Blog article

Authentication — accounts, passwords, and lifecycle

Published on August 1, 2022

Authentication is the door. Every other security control in a platform — permissions, audit trails, data access policies — sits behind it and assumes it's working. Get authentication right and the rest of the security story has a foundation; get it wrong and either the door is too porous (and the perimeter is an illusion) or it's too strict (and legitimate users spend their days fighting the system that's supposed to serve them). The platform ships with the full lifecycle set that real organizations actually need — self-service reset, password rotation rules, block and unblock, forced logout, auditable impersonation — so admins aren't left building those controls around the outside.

Email and password login is the default path. A user enters their email and password; the platform validates; the session starts. Password complexity rules are configurable per tenant — minimum length, character class requirements, disallowed patterns — so organizations with formal policies can enforce them and organizations without can pick sensible defaults. Password storage uses modern key-derivation schemes; the specifics stay where they belong, out of the application surface.

Self-service password reset is the email-driven recovery path every user eventually needs. The user requests a reset, the platform emails a time-limited token, the user follows the link, sets a new password, and is signed back in. Tokens expire on a sensible schedule so that a stale reset email can't be used to hijack an account weeks later. The flow includes redirect-URL handling — if the user was trying to reach a specific page when they needed to reset, the platform remembers the destination and returns them there after the reset completes. That's the small thoughtfulness that keeps a password reset from also being a navigation disruption.

Password expiry enforces rotation on a schedule, per tenant. Organizations that operate under policies requiring, say, a password change every ninety days can configure exactly that, and users are prompted to rotate when the window elapses. Organizations that don't need rotation can leave it disabled. The choice belongs to the tenant rather than being baked into the platform, because the right rotation cadence depends on the threat model and the regulatory environment.

Blocking and unblocking is the lifecycle control for accounts that shouldn't currently have access but also shouldn't be permanently removed. A user on leave, a user under investigation, a user whose access is paused pending a policy review — all of these cases fit "blocked." The account still exists, its data relationships are preserved, the audit trail of what it did in the past is intact; it just can't sign in until unblocked. That's usually the right shape for a temporary suspension, and it's much cleaner than deleting and recreating the account.

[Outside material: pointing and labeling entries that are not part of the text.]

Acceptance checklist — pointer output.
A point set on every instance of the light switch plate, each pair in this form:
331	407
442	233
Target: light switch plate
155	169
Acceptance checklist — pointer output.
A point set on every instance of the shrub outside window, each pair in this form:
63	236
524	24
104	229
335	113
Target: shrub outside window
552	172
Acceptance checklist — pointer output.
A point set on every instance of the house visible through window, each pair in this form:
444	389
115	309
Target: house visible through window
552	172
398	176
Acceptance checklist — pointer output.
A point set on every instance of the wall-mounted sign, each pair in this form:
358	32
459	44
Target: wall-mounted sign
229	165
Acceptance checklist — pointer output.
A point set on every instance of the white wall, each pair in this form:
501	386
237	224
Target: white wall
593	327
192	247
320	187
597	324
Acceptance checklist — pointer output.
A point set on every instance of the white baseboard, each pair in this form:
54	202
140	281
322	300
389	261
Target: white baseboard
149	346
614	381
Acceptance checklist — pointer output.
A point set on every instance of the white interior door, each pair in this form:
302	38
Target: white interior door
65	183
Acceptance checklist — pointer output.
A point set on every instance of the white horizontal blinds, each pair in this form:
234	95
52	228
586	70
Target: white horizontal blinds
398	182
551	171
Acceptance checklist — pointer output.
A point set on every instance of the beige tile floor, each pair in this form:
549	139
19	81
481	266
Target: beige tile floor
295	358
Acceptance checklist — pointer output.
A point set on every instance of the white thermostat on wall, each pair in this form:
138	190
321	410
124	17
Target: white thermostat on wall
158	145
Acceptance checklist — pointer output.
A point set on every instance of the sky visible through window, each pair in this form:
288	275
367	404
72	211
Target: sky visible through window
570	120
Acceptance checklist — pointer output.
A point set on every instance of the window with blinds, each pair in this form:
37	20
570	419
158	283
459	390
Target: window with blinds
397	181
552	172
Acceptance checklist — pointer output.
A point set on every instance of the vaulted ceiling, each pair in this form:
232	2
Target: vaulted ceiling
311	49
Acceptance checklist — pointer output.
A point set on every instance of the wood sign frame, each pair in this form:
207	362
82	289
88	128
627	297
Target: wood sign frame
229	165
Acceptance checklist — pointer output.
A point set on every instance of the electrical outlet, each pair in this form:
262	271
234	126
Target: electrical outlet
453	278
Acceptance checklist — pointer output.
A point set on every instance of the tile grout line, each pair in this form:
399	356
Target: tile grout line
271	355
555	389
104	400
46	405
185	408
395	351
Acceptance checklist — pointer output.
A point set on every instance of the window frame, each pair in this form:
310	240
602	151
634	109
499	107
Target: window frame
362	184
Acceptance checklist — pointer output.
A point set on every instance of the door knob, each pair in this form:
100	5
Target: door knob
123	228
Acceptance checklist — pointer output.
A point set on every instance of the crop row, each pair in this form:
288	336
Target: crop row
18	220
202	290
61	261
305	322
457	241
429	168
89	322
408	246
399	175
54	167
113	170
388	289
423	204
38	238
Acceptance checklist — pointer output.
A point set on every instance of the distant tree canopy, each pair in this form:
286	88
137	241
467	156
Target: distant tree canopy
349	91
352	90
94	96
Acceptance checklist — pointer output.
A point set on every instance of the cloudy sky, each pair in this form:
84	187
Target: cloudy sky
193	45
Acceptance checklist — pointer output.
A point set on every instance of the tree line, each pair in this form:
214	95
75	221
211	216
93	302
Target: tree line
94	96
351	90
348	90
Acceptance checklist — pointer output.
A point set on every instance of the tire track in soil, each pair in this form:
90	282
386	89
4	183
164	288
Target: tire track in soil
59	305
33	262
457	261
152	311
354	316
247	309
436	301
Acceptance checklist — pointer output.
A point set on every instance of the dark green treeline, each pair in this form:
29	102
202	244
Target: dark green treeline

Account termination and reinstatement handle the more final cases where a user has left the organization. A terminated account can't sign in, but its presence in records — who created this, who last edited that — remains so history stays coherent. If a terminated user rejoins later, reinstatement restores access without a fresh onboarding. The terminated state is distinct from the blocked state because the expectations around each are different, and keeping them separate gives admins the right vocabulary for the situation they're actually in.

Account validity windows are the scheduled variant. An account can be configured with a validity range — valid from this date, valid until that date — and the platform enforces the window automatically. That's useful for contractor accounts with defined engagement periods, seasonal staff, interns with a known end date, or any scenario where access should end at a specific time without relying on someone remembering to block the account manually. The scheduler handles the transitions so that "access ends on the last day of the engagement" actually means that.

Forced logout is the admin action that ends all active sessions for a specific user immediately. A laptop was lost; a device was compromised; a password rotation policy wants to invalidate old sessions. Whatever the reason, the admin can force the user's sessions to end without touching the account state in any other way. The user re-authenticates on their next attempt; any active tokens or cached credentials are no longer valid. For the incidents where "cut access right now" is the correct answer, this action is the one-click path.

Cancel pending password change is the counterpart to the reset flow. If a user mistakenly requests a reset, or if an admin suspects a phishing-initiated reset, the pending change can be revoked before the user completes it. The existing password remains valid; the token is invalidated; any subsequent attempt to use the reset link fails. This matters in adversarial scenarios where an attacker initiates a reset hoping to intercept the email: admins have a way to shut it down without forcing the user to change anything.

Impersonation with audit is the support feature that keeps helping users from becoming a security hole. Authorized staff can sign in as a specific user to see what they see — essential for diagnosing "it doesn't work for me" reports where the issue is role-specific or data-specific — and every second of every impersonated session is logged. The event log records who impersonated whom, when, and what happened during the session. That combination is what makes impersonation genuinely useful: support agents can do their job efficiently, and the organization has a complete record for compliance or forensic purposes. The alternative — asking users for their passwords, or screen-sharing through their eyes — is both less effective and less auditable.

What comes next depends on the tenant's identity strategy. Single sign-on integrates the platform with an identity provider for organizations that centralize authentication; the SSO article covers that path. Magic-link login replaces passwords with email-based one-time access for contexts where passwords are more friction than they're worth; the magic-link article covers that. User invitations handle the onboarding flow for new users; the invitations article covers the shape of that. The event log article covers the audit trail that records all of these authentication events for compliance. Authentication is the door; the other articles cover the surrounding infrastructure that keeps the door well-maintained.